A case can be made that its version number should match the version of perl itself for which it provides polyfill functions. Thus, code could write:
use builtin v5.40;
# and now all the builtin:: functions from perl v5.40 are available
This does initially seem attractive, until one considers the possibility that a dual-life implementation of these polyfills might contain bugs that require later revisions to fix. How would the version numbering of the dual-life distribution reflect the fact that the implementation contains a bugfix on top of these?

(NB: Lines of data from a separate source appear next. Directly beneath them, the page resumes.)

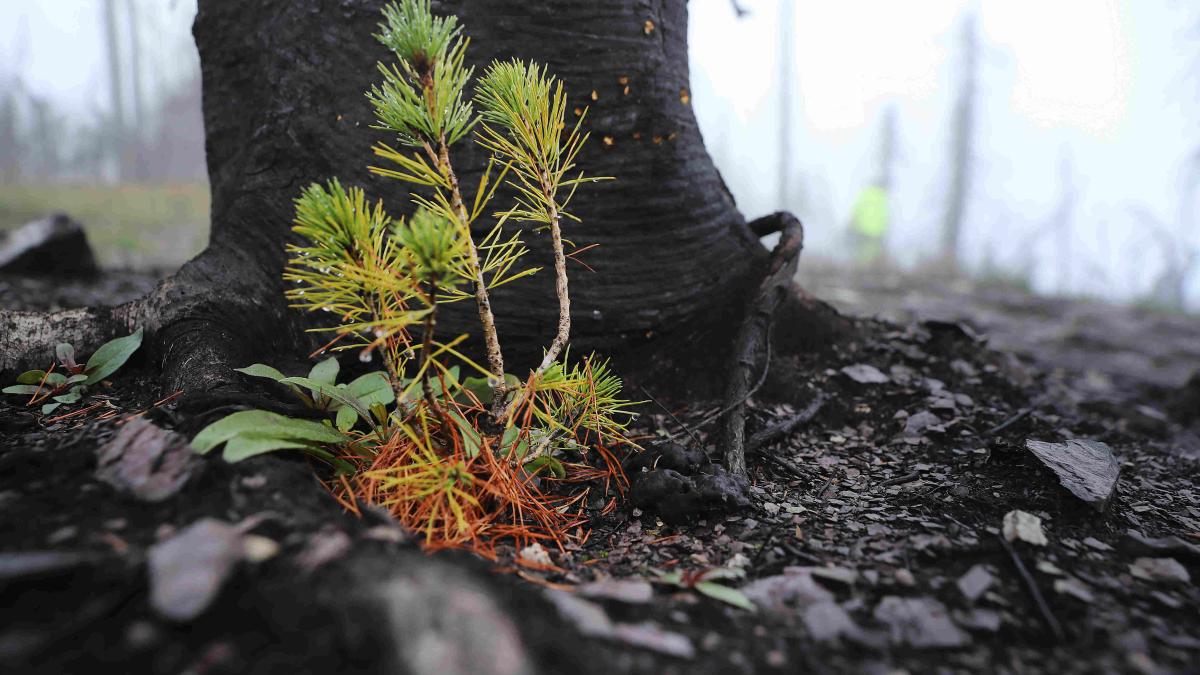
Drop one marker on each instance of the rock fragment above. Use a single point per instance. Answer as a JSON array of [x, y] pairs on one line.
[[145, 461], [1159, 569], [52, 246], [865, 374], [1085, 467], [976, 583], [919, 622], [189, 569]]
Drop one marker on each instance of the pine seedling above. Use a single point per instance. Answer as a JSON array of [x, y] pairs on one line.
[[525, 112], [348, 267], [421, 101]]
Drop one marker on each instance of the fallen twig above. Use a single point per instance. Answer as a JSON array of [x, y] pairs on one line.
[[1008, 422], [906, 478], [1031, 585], [676, 419], [786, 426], [750, 338]]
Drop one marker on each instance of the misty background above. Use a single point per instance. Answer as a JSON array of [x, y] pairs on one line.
[[1045, 144]]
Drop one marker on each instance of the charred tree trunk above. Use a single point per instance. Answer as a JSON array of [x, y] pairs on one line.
[[285, 106]]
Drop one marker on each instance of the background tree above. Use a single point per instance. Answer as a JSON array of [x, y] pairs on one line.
[[961, 141]]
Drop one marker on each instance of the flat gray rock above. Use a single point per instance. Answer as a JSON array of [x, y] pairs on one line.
[[52, 246], [145, 461], [976, 583], [919, 622], [865, 374], [783, 593], [827, 621], [1085, 467], [189, 569]]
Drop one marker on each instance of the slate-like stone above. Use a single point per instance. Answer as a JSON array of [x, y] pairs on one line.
[[189, 569], [633, 591], [1159, 569], [828, 621], [1021, 526], [976, 581], [919, 622], [1085, 467], [54, 245], [1137, 543], [145, 461], [865, 374]]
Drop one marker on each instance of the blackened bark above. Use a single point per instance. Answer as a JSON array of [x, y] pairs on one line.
[[283, 106], [283, 96]]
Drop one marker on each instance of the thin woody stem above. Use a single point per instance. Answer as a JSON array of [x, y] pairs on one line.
[[427, 345], [491, 339], [561, 287]]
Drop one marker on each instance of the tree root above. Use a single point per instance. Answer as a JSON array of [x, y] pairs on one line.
[[751, 339]]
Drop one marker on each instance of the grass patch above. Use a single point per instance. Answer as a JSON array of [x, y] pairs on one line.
[[139, 226]]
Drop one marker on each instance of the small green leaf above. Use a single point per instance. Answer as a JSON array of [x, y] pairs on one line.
[[479, 387], [262, 370], [723, 573], [550, 464], [264, 424], [726, 595], [65, 352], [325, 371], [112, 356], [337, 394], [472, 440], [372, 388], [346, 418], [31, 377], [511, 442], [71, 396]]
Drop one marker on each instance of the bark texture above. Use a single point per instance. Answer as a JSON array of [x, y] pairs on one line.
[[283, 106]]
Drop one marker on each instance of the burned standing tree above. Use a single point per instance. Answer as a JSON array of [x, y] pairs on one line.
[[285, 106]]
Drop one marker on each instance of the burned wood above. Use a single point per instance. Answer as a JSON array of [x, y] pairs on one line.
[[751, 336], [899, 479], [1032, 587], [786, 426], [1009, 422]]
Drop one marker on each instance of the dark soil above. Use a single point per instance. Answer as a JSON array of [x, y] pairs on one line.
[[49, 293], [887, 512]]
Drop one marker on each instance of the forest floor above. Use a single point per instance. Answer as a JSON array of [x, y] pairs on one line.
[[873, 542]]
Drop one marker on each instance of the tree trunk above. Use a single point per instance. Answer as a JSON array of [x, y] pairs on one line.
[[285, 106]]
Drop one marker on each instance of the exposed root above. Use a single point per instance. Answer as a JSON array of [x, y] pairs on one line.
[[753, 335]]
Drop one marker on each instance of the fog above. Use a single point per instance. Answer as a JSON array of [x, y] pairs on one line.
[[1079, 153]]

Polyfill for Unavailable Semantics
While not directly related to the question of how to provide builtin
functions to new perls, by offering to provide a dual-life module on
CPAN as a polyfill for older perl releases, the question arises on what
to do if older perls cannot support the semantics of a provided
function. The current suggestion of copying existing functions out of
places like Scalar::Util
does not cause this problem, but
when we consider some of the additional PPCs we run into some more
complex edge-cases.
For example, PPC 0008 proposes adding new functions true
and false
to provide real language-level boolean values,
and an isbool
predicate function to enquire whether a given
value has boolean intention. The first two can be easily provided on
older perls, but polyfilling this latter function is not possible,
because the question of “does this value have boolean intention?” is not
a meaningful question to ask on such perls. There are a number of
possible ways to handle this situation:
Refuse to import the symbol -
use builtin 'isbool'
would fail at compiletimeImport, but refuse to invoke the function -
if( isbool $x ) { ... }
would throw an exceptionGive a meaningful but inaccurate answer -
isbool $x
would always return false, as the concept of “boolean intention” does not exist here
Each of these could be argued as the correct behaviour. While it is not directly a question this PPC needs to answer, it is at least acknowledged that some added polyfill functions would have this question, and it would be encouraged that all polyfilled functions should attempt to act as consistently as reasonably possible in this regard.
Copyright
Copyright (C) 2021, Paul Evans.
This document and code and documentation within it may be used, redistributed and/or modified under the same terms as Perl itself.